Wed, Aug 3, 2011 : 2:21 p.m.

Huh? This is illogical.

Smart Logic

Wed, Aug 3, 2011 : 1:26 p.m.

Hooray Democrats!

Andrew Smith

Wed, Aug 3, 2011 : 12:22 p.m.

All ten city council seats and the mayor are from the same political party - there is no opposition, no meaningful dialogue, no give-and-take: a one-part government. From history, we can learn about one-party governments: Stalin's Soviet Union, Mao's China, Castro's Cuba, etc. Does Ann Arbor really want to be a one-party state? Where's the diversity?


Thu, Aug 4, 2011 : 12:05 p.m.

"Stalin's Soviet Union, Mao's China, Castro's Cuba, etc" Michigan's governor, senate and house? Ann arbor is a city, not a state, FYI.

Mr. Me

Wed, Aug 3, 2011 : 1:52 p.m.

There are Republicans running. If you think the council needs one, vote for the one in your ward. If you don't live in one of those wards, maybe you should have run yourself. Everybody likes to complain about the politicians, but we have a citizen democracy so you have the right to get elected and fix it yourself.

Wolf's Bane

Wed, Aug 3, 2011 : 1:32 p.m.

I think you're being obtuse. Ann Arbor has traditionally always been democratic because, in part, of the highly educated citizens that call Ann Arbor home. Factor in the largest employer, University of Michigan, and you have the ideal recipe for a progressive and liberal city. Don't like it? Leave.

John A2

Wed, Aug 3, 2011 : 12:13 p.m.

There was an old lady who swallowed a fly; I don't now why she swallowed the fly, perhaps she will die.


Wed, Aug 3, 2011 : 12:11 p.m.

We complain about the poor decissions our elected officials make, but we still vote for them. John Dingell must be happy this morning. He knows that AA will support his tax and spend ideas again. At what point will we learn?

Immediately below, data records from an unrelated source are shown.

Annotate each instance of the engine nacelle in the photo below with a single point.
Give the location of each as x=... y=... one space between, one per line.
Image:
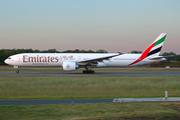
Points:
x=69 y=66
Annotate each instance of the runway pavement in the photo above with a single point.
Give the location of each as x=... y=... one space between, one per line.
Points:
x=97 y=73
x=43 y=102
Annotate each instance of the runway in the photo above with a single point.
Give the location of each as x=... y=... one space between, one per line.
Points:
x=44 y=102
x=97 y=73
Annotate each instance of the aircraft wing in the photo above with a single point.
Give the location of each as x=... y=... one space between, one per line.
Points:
x=95 y=60
x=159 y=57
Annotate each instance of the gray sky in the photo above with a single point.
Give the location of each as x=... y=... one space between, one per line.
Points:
x=112 y=25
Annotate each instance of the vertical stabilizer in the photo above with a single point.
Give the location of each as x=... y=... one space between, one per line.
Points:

Wed, Aug 3, 2011 : 12:01 p.m.

Not happy that Rapundalo won again. We deserve a change.


Wed, Aug 3, 2011 : 4:54 p.m.

@A2_Wookie: I did vote. Number 48 at 4pm, Thurston School. Guess the majority of people dono't really care in Ann Arbor. Sigh.

Wolf's Bane

Wed, Aug 3, 2011 : 1:29 p.m.

Then get out and vote...!


Wed, Aug 3, 2011 : 11:48 a.m.

"all 11 council members right now are Democrats." Thank goodness we have a ruling class that knows more than we do, I feel blessed! :)

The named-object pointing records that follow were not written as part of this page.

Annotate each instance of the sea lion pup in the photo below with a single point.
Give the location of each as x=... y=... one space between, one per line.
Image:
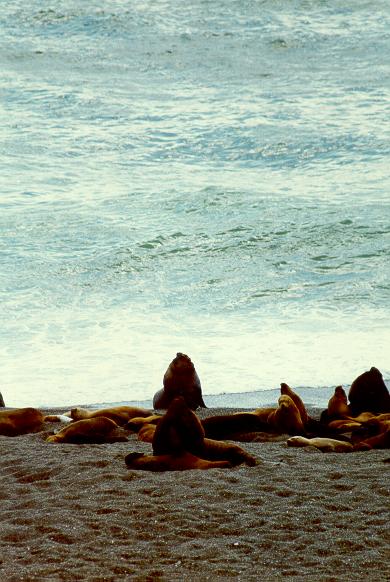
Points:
x=287 y=391
x=91 y=430
x=286 y=418
x=181 y=462
x=368 y=392
x=136 y=423
x=338 y=405
x=180 y=379
x=119 y=414
x=20 y=421
x=146 y=433
x=323 y=444
x=229 y=426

Thu, Aug 4, 2011 : 12:02 p.m.

Which of them claimed to "know more than you"?

Stephen Landes

Wed, Aug 3, 2011 : 3:20 p.m.

Joslyn, Unfortunately Forever27 actually seems to believe those statements. Probably the reason our city government is as screwed up as it is.

Joslyn at the U

Wed, Aug 3, 2011 : 2:36 p.m.

I do hope that is sarcasm lol


Wed, Aug 3, 2011 : 1:38 p.m.

You're creating a strawman argument. It's a local government and partisan politics have no place in local governments, where the "rubber meets the road" for public policy. When you focus soley on which party a candidate is from you ignore the real job of actually maintaining a city and its infrastructure. Not to mention the fact that most cities and towns have a fairly homogenous population in regards to political ideology.